Hey David, thanks for this excellent comment.
Re: cooling skepticism, actually this has been helpful. On review I think the net rejection will be greater than 633 W/m2. You’re right, we get absorption = ε for longwave radiation from Earth (Kirchhoff would not be pleased).
On view factor, hmm I think this will just vary over the orbital band. Computing the analytic per-face as F = (1/π)[θE − ½sin(2θE)] with sin(θE) = R⊕/(R⊕+h) I get:
Altitude | F per face | F total |
|---|---|---|
550 km | 0.258 | 0.515 |
1000 km | 0.194 | 0.388 |
2000 km | 0.118 | 0.236 |
Maybe we should go worst case and also initial ODCs would prefer to be on the low end of altitude for as long as slots are available (lower cost to orbit, less radiation) You do I think want to go high enough to avoid occasional shading in dawn-dusk-SSO so perhaps ~675km and up.
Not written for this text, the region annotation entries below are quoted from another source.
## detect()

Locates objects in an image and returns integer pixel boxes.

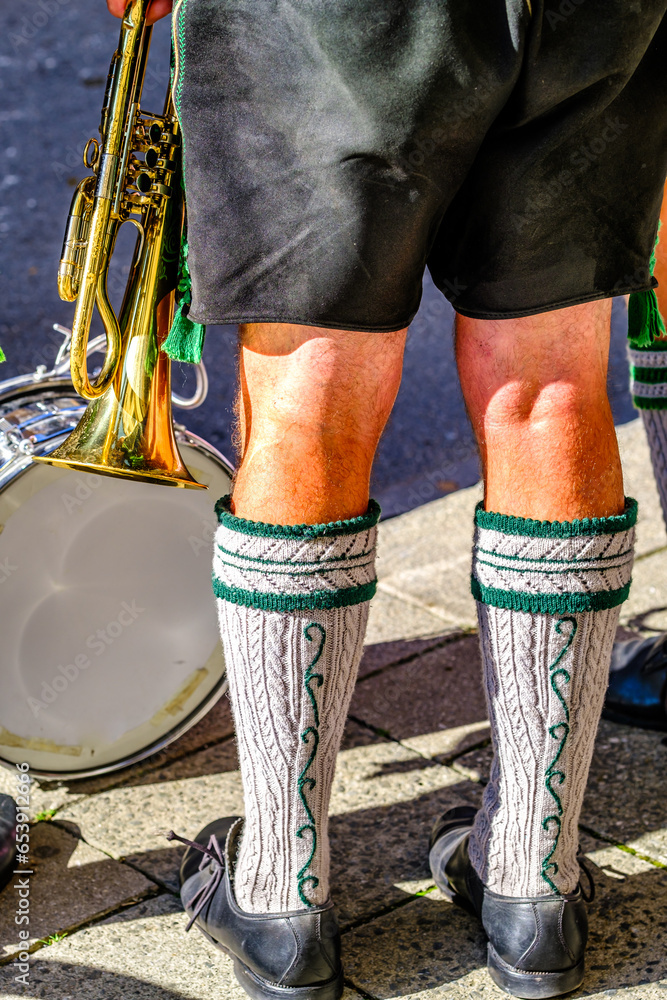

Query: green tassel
[162,302,206,365]
[628,288,666,348]
[162,240,206,365]
[628,223,666,348]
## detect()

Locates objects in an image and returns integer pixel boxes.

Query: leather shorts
[173,0,667,331]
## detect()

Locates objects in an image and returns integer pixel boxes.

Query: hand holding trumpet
[107,0,173,24]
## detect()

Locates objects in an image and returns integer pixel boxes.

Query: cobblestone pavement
[0,421,667,1000]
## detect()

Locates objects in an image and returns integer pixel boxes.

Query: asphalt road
[0,0,635,516]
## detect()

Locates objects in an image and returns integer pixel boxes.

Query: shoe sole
[487,944,584,1000]
[195,924,344,1000]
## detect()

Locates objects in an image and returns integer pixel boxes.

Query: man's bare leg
[234,323,407,524]
[457,301,635,904]
[214,324,405,916]
[456,299,623,521]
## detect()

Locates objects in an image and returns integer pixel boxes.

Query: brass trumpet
[33,0,206,489]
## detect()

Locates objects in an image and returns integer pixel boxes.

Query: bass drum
[0,360,232,778]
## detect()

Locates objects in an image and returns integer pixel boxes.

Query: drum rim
[0,376,234,781]
[0,670,229,781]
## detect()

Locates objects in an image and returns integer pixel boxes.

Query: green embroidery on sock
[296,622,326,906]
[632,396,667,410]
[303,622,326,726]
[630,365,667,385]
[215,494,381,538]
[472,576,632,615]
[541,616,578,896]
[212,573,378,612]
[475,497,637,538]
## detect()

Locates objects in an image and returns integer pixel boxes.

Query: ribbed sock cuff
[628,341,667,410]
[471,498,637,614]
[213,496,380,612]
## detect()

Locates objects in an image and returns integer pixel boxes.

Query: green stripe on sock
[213,575,377,611]
[630,365,667,385]
[632,396,667,410]
[475,497,637,536]
[470,576,632,615]
[215,495,381,538]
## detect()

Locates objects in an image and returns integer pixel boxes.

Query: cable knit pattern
[215,508,375,913]
[641,410,667,525]
[473,526,634,612]
[628,348,667,411]
[470,528,634,897]
[213,498,379,611]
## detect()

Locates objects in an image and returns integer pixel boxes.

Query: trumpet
[33,0,206,489]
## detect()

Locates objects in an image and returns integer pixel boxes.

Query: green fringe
[628,225,667,348]
[162,240,206,365]
[162,302,206,365]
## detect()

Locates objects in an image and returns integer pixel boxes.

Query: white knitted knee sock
[628,341,667,525]
[213,498,380,913]
[470,500,637,897]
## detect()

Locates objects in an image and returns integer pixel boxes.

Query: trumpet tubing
[35,0,204,489]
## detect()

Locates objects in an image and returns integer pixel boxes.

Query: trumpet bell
[33,312,206,490]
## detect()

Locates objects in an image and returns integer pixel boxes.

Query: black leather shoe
[0,794,16,892]
[429,806,592,997]
[602,634,667,731]
[168,817,343,1000]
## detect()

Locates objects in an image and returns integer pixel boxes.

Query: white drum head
[0,444,230,776]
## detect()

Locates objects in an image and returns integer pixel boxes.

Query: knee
[480,378,596,431]
[240,326,405,451]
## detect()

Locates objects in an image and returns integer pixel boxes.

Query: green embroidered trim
[296,622,327,906]
[216,542,378,573]
[161,0,206,364]
[475,497,637,538]
[631,340,667,354]
[477,552,630,576]
[218,546,376,580]
[632,396,667,410]
[477,545,632,572]
[215,494,382,538]
[213,574,377,611]
[630,366,667,385]
[628,220,667,350]
[470,576,632,615]
[541,617,578,896]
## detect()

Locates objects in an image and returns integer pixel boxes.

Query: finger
[148,0,172,24]
[107,0,127,17]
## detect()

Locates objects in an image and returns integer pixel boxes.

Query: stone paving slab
[54,737,479,922]
[620,551,667,632]
[358,629,464,680]
[0,895,370,1000]
[350,635,488,756]
[366,584,457,645]
[452,719,667,864]
[0,823,156,954]
[343,868,667,1000]
[616,417,667,556]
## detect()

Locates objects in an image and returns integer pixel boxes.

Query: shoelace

If we correct the absorptivity for Earth IR and take the low end view factor, I get your 522 W/m2. That looks like a ~1% increase in total cost for ODCs if you’re right.
While checking this though it occurs to me you should be able to be have the radiators edge on to the sun while still radiating from both sides, something like this:
Basically a Starlink v3 with panels at 90 degree pivots. Then with shading from direct sunlight I think I get 650 W/m2 for 675 km altitude, F = 0.473, so an improvement on radiator performance overall. I’ll have to think about this a bit more and potentially update the appendix. Certainly we can fix the erroneous use of α in the 3rd term.
Agree loss from averaging over radiator temp looks modest.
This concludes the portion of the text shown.